Anche in questa domenica, come appendice al Tempo pasquale, celebriamo una festa particolare: il Corpo e il Sangue di Cristo, il Corpus Domini. Siamo invitati a fermare la nostra attenzione sulla cena del Signore a cui partecipiamo ogni domenica per approfondirne il significato, apprezzare sempre più il grande dono dell’Eucaristia, viverlo nella nostra vita. Ci guida, quest’anno, il Vangelo di Marco (capitolo 14, versetti 12-16 e 22-26) con il racconto semplice ed essenziale dell’ultima cena di Gesù.
Si avvicina la pasqua dei Giudei. I capi del popolo hanno già deciso di ucciderlo. Giuda, uno dei suoi amici, l’ha tradito. Gesù desidera celebrare la cena pasquale con i discepoli e prende l’iniziativa di mandare due di loro da un amico: «Egli vi mostrerà al piano superiore una grande sala, arredata e già pronta; lì preparate la cena per noi».
È una cena di festa che rimanda al passato: fa rivivere la liberazione del popolo d’Israele dalla schiavitù dell’Egitto con il pane azzimo (il pane non lievitato), l’agnello, le erbe amare, il vino. Ma è anche tesa verso il futuro: l’attesa del Messia liberatore.

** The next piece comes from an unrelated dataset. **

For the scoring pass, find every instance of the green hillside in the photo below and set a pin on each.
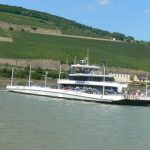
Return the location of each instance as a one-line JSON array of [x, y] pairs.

Ma quale Messia?
È in questa cornice di festa e carica di attesa che il dramma di Gesù giunge a compimento: è un Messia che va a morire, che libera l’umanità con l’amore donando la propria vita.
«Mentre mangiavano, prese il pane e recitò la preghiera di benedizione, lo spezzò e lo diede loro dicendo: “Prendete questo è il mio corpo”. Poi prese un calice e rese grazie, lo diede loro e bevvero tutti. E disse loro: “Questo è il mio sangue dell’Alleanza, che è versato per voi”».
I gesti e le parole rivelano il dono supremo di Gesù: offre la sua vita per noi. Il suo corpo donato, il suo sangue versato costituiscono l’Alleanza (il patto di amicizia) nuova ed eterna, ormai definitiva, tra Dio e l’umanità.
Partecipare alla Cena del Signore non significa solo riconoscere la sua presenza nel segno del pane e del vino consacrati. Comunicare con il Signore Gesù nell’Eucaristia significa seguirlo nell’amore che si fa dono nel servire Dio e i fratelli.
Qualcuno ha fatto notare che più che preoccuparci di quanti partecipano alla Messa domenicale dovremmo preoccuparci di come escono dalla Messa i cristiani che hanno partecipato alla Cena del Signore: sono capaci, con la grazia di Dio, di fare della loro vita un dono per gli altri?